Saya seperti sedang bernostalgia ketika masih duduk di bangku SMA dan juga kuliah. Sudako ketika itu adalah moda transportasi utama bagi saya. Tidak ada pilihan lain untuk berangkat dari rumah ke sekolah atau kampus, kecuali sudako atau labi-labi ini.
Hanya sudako yang murah dan mudah. Karena itu jadilah sudako sebagai pelengkap dari begitu banyak kegiatan saya.
Berbeda dengan beberapa teman yang lebih mapan. Mereka bisa naik taxi. Iya taxi. Dulu di Lhokseumawe sudah ada taxi. Lhokseumawe lebih maju dulu ketimbang sekarang. Selain taxi juga ada mall dan bioskop.
Hari ini saya sengaja naik taxi, meski ada pilihan lain, yakni becak motor.

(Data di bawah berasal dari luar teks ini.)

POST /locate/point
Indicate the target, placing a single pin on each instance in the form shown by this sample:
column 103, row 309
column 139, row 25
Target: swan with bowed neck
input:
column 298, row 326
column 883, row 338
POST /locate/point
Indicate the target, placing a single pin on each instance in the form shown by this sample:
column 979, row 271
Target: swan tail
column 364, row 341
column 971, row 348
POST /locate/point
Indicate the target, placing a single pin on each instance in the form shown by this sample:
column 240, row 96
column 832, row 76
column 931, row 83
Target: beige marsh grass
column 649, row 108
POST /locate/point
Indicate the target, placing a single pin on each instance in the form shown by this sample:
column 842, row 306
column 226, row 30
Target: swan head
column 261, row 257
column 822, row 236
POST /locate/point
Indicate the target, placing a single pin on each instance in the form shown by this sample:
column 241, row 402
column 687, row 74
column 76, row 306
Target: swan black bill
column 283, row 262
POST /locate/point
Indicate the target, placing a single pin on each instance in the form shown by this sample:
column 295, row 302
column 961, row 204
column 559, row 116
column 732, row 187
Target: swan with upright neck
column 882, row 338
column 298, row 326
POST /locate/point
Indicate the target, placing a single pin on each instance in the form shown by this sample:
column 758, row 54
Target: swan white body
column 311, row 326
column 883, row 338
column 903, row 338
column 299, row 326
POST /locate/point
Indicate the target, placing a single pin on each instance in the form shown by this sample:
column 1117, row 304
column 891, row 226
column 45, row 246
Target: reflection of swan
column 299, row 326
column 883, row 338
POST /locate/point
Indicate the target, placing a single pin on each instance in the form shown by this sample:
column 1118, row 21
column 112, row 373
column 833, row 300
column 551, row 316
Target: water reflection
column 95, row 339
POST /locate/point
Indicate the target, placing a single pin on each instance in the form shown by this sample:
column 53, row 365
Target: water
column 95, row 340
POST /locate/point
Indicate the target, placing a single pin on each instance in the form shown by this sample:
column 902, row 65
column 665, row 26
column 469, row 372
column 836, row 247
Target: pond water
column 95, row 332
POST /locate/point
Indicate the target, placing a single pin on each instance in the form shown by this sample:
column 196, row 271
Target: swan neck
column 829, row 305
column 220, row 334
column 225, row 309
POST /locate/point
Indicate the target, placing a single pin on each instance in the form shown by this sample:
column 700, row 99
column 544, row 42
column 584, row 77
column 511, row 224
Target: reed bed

Saya naik sudako setelah meninggalkan mobil saya di bengkel menuju ke Taufik untuk menyeruput sanger sembari menunggu mobil saya selesai.
Saya jadi membayangkan beberapa kali harus bergelantungan di pintu sudako, karena semua yang melintas dalam kondisi penuh penumpang. Sementara jam sudah menjelang sore dan perut semakin sering bernyanyi.
Begitulah pengalaman dulu saat berstatus siswa dan mahasiswa.